Are women underappreciated, or just not clearly influential? Aretha and Patti Smith, no question. But if I were forced to name the next influential woman, I'm probably going with Laura Nyro or Dusty Springfield (who at least gets an also-ran nod along with Elvis C).
 
Kim: My formative years were around the same time, and my collection is very heavy in albums from around '85-'90 -- without an older brother, the effect was from involvement in college radio, which led to a constant pressure to invest in new music (though much of that was in the great recording format of the era, the 12" single).

There's something to geographically-driven cultural lag, which helps explain why in the eighties the best '70s rock was performed by Australian bands and the best '60s neo-psychedelia was performed by New Zealanders. Regarding lags from cultural geography, don't get my mother started on punk rockers on the streets of SLC.

Ken: The point on the MOR nature of the list is right on. Putting U2 and R.E.M. on the list is defensible if not adventurous, but the specific album selections are biased toward sales over influence. The couple of indies they selected (Pavement, the Stone Roses) are late, too. Also, choosing the Sex Pistols over Wire's "Pink Flag," puts something people may have heard of over a key source for almost all subsequent punk rock, and hence speed-metalloids a la Metallica.

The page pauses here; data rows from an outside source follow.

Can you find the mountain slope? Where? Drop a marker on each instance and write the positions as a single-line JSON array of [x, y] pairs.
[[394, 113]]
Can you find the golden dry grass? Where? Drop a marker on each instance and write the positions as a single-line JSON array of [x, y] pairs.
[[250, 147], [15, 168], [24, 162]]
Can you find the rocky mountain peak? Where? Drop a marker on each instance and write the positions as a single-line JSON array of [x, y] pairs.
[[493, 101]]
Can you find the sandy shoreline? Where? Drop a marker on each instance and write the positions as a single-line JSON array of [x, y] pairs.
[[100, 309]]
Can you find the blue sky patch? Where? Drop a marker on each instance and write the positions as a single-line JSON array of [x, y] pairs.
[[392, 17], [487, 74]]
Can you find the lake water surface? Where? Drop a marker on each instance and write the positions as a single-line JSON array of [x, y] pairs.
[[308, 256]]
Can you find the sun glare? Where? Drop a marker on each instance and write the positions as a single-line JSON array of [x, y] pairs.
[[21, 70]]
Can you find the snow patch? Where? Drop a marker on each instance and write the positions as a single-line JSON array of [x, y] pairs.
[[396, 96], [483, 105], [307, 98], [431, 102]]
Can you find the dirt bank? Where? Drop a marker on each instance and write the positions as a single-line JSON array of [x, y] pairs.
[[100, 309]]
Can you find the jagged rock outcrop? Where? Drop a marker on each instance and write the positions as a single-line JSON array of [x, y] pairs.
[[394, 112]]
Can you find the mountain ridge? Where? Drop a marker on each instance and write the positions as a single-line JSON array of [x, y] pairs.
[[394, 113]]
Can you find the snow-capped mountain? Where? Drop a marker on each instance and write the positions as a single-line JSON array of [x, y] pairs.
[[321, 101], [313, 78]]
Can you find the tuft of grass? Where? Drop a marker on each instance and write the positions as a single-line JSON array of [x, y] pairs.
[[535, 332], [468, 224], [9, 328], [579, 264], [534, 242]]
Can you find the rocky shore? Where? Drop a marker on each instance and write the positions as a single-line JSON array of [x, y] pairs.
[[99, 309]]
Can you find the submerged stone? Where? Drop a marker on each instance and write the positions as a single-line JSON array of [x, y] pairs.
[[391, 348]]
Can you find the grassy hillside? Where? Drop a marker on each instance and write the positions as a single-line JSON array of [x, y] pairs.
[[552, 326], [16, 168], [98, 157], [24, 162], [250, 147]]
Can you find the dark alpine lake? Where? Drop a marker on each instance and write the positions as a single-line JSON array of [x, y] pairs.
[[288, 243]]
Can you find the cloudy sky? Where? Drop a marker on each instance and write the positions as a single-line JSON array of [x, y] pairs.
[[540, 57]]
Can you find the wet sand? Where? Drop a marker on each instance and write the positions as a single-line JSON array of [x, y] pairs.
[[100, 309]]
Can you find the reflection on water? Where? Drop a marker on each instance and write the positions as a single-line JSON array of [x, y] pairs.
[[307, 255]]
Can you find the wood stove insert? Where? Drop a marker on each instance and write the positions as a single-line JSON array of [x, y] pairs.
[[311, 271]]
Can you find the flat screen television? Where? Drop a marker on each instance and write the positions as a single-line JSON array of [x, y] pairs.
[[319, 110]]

The likes of Decemberists fans might argue with you on whether the album is dead as of this millennium. I just haven't been following things to a sufficient extent to judge whether the problem is that mainstream stuff is total crap vs. a broader collapse.

Classical is tough. Some "albums" just reflect the coincidence between the length of a symphony and the capacity of an LP. But that doesn't completely absolve them -- for good and influential (though not to pop-music levels), I'd nominate something by the Tallis Scholars and/or Anonymous 4 for their contributions to unearthing early vocal music.